Sortir de la prostitution est sans doute difficile. Ce n'est nullement interdit. Utiliser le mot abolition en ce cas est donc un abus de langage qui affaiblit l'avenir de ce mot et donc la capacité à exprimer les idées. Tout ce qui affaiblit la langue affaiblit la pensée.

Quant à cette « abolition » qui n'en est pas une, elle sera probablement votée.

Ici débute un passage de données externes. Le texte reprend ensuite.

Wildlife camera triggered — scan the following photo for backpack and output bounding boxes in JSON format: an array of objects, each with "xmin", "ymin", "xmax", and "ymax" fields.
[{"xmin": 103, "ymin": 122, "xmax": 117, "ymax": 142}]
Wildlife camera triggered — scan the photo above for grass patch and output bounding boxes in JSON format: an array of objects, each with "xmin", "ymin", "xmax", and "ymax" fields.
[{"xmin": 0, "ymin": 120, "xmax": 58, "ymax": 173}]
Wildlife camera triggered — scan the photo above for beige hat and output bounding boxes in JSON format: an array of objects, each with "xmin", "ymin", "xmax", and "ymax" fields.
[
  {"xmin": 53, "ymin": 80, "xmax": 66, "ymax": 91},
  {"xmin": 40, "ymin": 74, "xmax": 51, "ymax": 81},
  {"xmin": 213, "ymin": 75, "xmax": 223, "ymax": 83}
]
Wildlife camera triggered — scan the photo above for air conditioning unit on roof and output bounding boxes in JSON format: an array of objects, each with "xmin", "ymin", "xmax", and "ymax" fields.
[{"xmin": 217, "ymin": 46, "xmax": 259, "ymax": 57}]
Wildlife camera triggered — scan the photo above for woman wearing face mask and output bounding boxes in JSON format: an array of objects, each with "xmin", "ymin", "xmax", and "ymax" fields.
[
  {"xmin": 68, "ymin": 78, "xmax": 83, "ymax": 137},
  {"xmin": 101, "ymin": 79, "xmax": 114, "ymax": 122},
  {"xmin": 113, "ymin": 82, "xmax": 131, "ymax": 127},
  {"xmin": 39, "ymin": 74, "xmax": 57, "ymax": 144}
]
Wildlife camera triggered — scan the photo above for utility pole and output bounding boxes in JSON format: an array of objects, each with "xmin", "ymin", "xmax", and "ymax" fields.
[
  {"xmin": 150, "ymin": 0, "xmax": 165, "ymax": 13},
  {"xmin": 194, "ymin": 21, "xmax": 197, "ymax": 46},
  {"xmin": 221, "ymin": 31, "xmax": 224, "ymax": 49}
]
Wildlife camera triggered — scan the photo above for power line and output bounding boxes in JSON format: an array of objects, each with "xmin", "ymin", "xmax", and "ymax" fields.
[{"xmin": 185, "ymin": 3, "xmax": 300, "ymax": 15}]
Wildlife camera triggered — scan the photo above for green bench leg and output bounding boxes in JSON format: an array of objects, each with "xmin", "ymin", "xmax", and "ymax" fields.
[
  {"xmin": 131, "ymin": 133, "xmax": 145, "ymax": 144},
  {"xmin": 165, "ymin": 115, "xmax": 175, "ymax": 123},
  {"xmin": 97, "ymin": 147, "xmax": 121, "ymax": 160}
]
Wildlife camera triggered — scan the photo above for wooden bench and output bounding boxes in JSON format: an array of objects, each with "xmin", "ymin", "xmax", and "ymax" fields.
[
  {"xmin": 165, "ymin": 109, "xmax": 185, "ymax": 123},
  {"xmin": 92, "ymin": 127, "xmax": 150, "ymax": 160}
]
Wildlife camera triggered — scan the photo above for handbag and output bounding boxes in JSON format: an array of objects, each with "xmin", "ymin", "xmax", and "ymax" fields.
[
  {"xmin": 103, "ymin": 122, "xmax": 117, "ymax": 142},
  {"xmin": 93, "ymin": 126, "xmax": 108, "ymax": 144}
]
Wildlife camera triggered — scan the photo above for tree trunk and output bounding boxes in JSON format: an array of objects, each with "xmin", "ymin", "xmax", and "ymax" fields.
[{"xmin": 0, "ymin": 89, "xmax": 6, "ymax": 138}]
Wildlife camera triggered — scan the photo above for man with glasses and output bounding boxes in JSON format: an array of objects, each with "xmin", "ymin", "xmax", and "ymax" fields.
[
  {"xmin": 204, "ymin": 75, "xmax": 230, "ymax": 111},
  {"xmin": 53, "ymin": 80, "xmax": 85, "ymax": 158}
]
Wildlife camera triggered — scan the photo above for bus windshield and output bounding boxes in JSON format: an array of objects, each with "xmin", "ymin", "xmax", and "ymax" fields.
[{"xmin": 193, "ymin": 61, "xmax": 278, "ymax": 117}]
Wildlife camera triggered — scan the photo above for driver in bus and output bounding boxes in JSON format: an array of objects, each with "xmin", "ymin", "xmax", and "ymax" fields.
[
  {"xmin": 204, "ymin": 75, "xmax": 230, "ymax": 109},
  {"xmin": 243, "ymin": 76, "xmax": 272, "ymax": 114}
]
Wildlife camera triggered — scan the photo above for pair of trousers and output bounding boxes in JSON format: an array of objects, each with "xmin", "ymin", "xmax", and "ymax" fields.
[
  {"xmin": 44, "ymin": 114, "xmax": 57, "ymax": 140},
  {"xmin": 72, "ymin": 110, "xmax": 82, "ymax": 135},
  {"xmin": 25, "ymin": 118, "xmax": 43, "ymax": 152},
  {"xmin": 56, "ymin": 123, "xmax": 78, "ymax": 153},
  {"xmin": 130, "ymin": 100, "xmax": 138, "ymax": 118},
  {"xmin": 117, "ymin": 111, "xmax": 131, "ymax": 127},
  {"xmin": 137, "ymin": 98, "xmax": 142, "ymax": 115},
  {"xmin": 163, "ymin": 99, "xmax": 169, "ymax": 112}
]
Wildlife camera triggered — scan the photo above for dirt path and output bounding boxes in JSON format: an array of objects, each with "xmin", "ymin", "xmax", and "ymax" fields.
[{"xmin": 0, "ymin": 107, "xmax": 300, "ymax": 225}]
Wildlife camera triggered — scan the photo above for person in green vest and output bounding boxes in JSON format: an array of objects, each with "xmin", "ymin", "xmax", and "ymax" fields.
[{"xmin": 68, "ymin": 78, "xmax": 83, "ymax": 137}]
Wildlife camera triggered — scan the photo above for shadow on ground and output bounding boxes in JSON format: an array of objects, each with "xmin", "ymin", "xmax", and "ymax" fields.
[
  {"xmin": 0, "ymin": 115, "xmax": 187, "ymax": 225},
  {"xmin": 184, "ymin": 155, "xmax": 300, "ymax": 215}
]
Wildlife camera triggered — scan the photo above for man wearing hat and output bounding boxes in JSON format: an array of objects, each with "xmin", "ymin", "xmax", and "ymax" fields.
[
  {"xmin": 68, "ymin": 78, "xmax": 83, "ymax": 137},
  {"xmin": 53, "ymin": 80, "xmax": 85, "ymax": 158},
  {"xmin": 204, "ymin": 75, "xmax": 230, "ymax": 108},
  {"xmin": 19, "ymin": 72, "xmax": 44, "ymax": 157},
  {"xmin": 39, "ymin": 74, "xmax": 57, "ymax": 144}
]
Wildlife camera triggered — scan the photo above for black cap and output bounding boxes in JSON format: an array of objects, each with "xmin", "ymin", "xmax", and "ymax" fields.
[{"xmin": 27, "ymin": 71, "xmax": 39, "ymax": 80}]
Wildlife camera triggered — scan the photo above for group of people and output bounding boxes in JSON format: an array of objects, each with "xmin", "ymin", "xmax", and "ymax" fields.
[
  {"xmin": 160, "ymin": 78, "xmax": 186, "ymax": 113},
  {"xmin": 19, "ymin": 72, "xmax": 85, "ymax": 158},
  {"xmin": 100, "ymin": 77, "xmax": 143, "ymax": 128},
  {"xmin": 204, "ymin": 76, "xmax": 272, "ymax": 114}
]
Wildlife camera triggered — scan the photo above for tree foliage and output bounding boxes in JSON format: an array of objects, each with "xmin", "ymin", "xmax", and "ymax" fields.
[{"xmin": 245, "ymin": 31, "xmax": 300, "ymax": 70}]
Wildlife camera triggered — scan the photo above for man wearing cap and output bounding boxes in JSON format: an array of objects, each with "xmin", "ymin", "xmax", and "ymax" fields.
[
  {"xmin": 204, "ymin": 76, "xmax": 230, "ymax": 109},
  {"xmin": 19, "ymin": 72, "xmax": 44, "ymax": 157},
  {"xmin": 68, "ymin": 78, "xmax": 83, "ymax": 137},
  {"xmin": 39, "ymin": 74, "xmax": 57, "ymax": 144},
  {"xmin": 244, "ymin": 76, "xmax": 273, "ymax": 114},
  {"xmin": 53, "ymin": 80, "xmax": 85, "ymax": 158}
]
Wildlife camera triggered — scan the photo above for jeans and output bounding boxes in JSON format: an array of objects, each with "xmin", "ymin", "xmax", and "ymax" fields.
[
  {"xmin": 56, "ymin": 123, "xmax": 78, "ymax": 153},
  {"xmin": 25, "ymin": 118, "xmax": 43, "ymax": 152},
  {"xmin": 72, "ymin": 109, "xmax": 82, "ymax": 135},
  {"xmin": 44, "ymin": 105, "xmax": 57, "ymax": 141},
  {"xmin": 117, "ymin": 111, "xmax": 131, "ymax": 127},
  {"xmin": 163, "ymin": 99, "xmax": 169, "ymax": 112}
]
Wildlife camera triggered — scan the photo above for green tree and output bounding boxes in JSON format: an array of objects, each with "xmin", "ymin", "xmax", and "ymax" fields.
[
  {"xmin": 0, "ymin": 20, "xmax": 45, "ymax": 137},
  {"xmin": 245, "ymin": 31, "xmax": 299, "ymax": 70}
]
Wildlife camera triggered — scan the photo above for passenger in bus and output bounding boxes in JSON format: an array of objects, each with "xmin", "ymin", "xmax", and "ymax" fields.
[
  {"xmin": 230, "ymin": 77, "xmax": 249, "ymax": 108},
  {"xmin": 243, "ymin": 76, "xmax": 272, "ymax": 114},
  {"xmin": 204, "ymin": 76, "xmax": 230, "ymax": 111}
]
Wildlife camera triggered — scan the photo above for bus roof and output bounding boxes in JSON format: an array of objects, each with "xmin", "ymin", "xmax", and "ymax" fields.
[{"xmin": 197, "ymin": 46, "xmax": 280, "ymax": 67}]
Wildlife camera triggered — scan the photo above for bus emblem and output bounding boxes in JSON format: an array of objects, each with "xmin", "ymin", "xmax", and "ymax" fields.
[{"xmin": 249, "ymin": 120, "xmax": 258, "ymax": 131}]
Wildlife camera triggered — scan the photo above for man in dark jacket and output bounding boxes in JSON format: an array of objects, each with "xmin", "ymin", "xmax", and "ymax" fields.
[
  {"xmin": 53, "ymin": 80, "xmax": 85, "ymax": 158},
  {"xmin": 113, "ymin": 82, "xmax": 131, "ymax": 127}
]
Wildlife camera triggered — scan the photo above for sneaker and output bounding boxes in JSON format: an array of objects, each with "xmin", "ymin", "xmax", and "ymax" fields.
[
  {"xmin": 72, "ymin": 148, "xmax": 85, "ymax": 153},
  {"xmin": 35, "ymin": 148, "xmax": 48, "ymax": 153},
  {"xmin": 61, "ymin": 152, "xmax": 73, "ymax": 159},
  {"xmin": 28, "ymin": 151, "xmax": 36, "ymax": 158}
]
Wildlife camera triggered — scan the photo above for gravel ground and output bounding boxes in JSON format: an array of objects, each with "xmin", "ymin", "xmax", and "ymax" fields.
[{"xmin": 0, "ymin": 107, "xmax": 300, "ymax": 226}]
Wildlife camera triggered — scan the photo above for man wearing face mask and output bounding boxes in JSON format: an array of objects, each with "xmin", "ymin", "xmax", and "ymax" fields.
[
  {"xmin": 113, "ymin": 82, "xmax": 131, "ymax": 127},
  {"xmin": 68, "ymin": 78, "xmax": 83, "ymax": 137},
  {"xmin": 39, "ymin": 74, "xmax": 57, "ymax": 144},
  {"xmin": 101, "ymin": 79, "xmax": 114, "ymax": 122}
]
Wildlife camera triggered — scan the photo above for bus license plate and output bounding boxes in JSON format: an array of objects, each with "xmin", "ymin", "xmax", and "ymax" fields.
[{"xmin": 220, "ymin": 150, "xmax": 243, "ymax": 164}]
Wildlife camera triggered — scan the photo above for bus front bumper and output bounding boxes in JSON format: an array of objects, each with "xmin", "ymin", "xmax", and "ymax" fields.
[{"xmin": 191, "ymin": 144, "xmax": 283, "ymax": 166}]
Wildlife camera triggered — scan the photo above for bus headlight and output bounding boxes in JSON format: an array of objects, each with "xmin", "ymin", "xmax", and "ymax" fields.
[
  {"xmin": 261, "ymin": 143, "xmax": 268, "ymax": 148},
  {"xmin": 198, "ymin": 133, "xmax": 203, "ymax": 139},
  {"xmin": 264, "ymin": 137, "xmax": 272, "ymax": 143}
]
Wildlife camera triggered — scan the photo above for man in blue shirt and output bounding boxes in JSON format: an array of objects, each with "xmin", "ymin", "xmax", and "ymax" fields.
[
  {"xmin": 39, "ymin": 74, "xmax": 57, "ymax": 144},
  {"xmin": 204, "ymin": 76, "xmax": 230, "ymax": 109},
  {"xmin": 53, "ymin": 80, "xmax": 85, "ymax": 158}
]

On ne résiste pas aux lois morales même lorsqu'on sait qu'elles dont dangereuses pour la république.

J'ai entendu une sociologue (Catherine Deschamps) expliquer sa pensée sur la prostitution : « plutôt que de dire que la prostitution est légale, on devrait dire qu'elle n'est pas interdite » Une telle restriction du sens de la légalité est bien le signe d'un affaiblissement de l'idée de république : ce n'est pas parce que c'est légal que c'est légal ! Il existe une légalité morale supérieure aux lois civiles. Il y des religions qui défendent une telle notion du droit.

Ici, on va pénaliser l'achat d'un bien ou d'un service dont la vente n'est pas interdite. Contradiction juridique qui affaiblit le droit !

Les ligues de vertus remportent toujours leur premier combat, avant de finir par être dénoncées comme ligue de vertu.